Malaysia

Najib: GDP target to stay

By Clara Chooi
August 18, 2011

PUTRAJAYA, Aug 18 — Datuk Seri Najib Razak remains hopeful over the country’s economic outlook for the year although Malaysia chalked its fifth consecutive decline in GDP growth last quarter, pointing out today that inflation has remained “manageable” and the budget deficit target “on track”.

The prime minister told a brief press conference here today that there were no plans to revise Putrajaya’s 5 to 6 per cent GDP (gross domestic product) forecast although growth had decelerated to its slowest pace of 4 per cent since the 2009 recession.

But Najib (picture) echoed Bank Negara governor Tan Sri Zeti Akhtar Aziz’s views yesterday that while stronger growth is expected in the second half of the year, Malaysia’s GDP would likely be “closer to 5 per cent”.

“We have already said our estimate for this year is 5 to 6 per cent. But we estimate it will likely be closer to 5 per cent.

“The world economy is very volatile and uncertain so it is hard to fix a number for an estimate. We decide according to a range and the range is 5 to 6 per cent so we will retain this,” he told reporters after chairing a National Finance Council meeting at the Finance Ministry.

The prime minister said the government was still on track with its target to reduce the fiscal deficit to 5.4 per cent of the GDP this year.

“Deficit, so far so good. In a sense that our commitment to reduce deficit from 5.6 per cent to 5.4 per cent is on track,” he said.

The Najib administration aims to trim the government’s fiscal deficit, which hit a 20-year high of seven per cent in 2009, from 5.6 per cent last year to 5.4 per cent.

“Inflation too is still manageable. Latest figures showed a drop.

“Steps taken, such as controlling and reducing the price of chicken, have affected the inflation rate. We hope to record a low inflation rate while at the same time see a robust economy,” he said.

Bank Negara announced yesterday that Malaysia’s economic growth had decelerated to its slowest pace of four per cent since the 2009 recession as the country was hit by a slowdown in external demand and a moderation in government spending.

Zeti had said that the nation’s economic fundamentals were still strong with a 5.2 per cent growth in domestic consumption, low unemployment and low levels of impaired loans at only two per cent.

With concerns mounting over a global economic slowdown, the central bank will now have to balance the need to fight inflation while supporting economic activity in setting interest rates.

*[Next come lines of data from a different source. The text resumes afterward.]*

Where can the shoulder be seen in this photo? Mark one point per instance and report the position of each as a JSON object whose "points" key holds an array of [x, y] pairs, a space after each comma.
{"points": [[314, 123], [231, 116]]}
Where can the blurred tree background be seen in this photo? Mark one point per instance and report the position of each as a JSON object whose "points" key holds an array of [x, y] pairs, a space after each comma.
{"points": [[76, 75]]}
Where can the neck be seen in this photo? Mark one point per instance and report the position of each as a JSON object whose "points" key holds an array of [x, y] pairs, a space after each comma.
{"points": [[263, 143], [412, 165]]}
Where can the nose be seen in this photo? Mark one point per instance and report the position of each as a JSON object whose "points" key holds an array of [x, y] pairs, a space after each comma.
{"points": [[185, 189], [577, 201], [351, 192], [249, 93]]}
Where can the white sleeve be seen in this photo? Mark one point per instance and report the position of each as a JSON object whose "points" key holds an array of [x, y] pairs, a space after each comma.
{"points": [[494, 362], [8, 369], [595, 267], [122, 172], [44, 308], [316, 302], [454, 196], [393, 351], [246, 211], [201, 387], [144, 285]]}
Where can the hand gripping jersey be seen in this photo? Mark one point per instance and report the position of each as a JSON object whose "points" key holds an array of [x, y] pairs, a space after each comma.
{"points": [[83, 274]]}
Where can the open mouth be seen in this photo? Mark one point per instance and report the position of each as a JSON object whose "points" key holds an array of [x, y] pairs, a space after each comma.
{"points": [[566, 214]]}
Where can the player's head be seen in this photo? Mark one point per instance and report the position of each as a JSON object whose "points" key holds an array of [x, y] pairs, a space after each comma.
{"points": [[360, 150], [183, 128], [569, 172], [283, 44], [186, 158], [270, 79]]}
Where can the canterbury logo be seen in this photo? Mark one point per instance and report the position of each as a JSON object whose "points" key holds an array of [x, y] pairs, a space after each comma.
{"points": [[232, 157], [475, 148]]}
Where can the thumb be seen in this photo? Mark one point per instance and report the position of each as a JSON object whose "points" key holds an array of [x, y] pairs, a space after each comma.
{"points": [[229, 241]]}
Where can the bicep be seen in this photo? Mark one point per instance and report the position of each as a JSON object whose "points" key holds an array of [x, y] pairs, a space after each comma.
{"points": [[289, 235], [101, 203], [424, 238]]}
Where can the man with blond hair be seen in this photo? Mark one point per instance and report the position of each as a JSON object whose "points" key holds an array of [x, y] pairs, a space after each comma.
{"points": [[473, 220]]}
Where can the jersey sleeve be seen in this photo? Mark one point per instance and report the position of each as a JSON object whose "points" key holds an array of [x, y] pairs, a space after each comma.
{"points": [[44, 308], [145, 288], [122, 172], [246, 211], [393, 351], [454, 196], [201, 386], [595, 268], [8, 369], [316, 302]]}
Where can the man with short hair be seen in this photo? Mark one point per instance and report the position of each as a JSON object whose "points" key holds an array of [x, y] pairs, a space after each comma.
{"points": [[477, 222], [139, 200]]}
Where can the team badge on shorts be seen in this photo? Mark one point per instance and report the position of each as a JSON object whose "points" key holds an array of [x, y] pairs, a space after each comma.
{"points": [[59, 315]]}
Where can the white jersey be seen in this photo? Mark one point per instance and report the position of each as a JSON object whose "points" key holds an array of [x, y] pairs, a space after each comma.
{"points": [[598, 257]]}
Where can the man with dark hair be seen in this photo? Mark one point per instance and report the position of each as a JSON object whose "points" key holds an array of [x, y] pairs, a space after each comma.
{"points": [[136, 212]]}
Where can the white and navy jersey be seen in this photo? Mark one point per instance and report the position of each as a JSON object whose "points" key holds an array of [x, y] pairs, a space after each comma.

Zeti said inflation hit 3.4 per cent in July and 3.3 per cent for the first half of the year.

The Malaysian economy grew 7.2 per cent in 2010 as it rebounded from the global economic slowdown in 2009. The global economy this year, however, has been shaken by the spread of the euro zone debt problem to Italy and Spain and by fears that the recovery of the US economy may be faltering.

Reflecting the fears of slower economic growth, Bank Negara has so far raised borrowing costs only once this year to three per cent compared with three increases in 2010 despite inflation hitting its highest level in two years in June.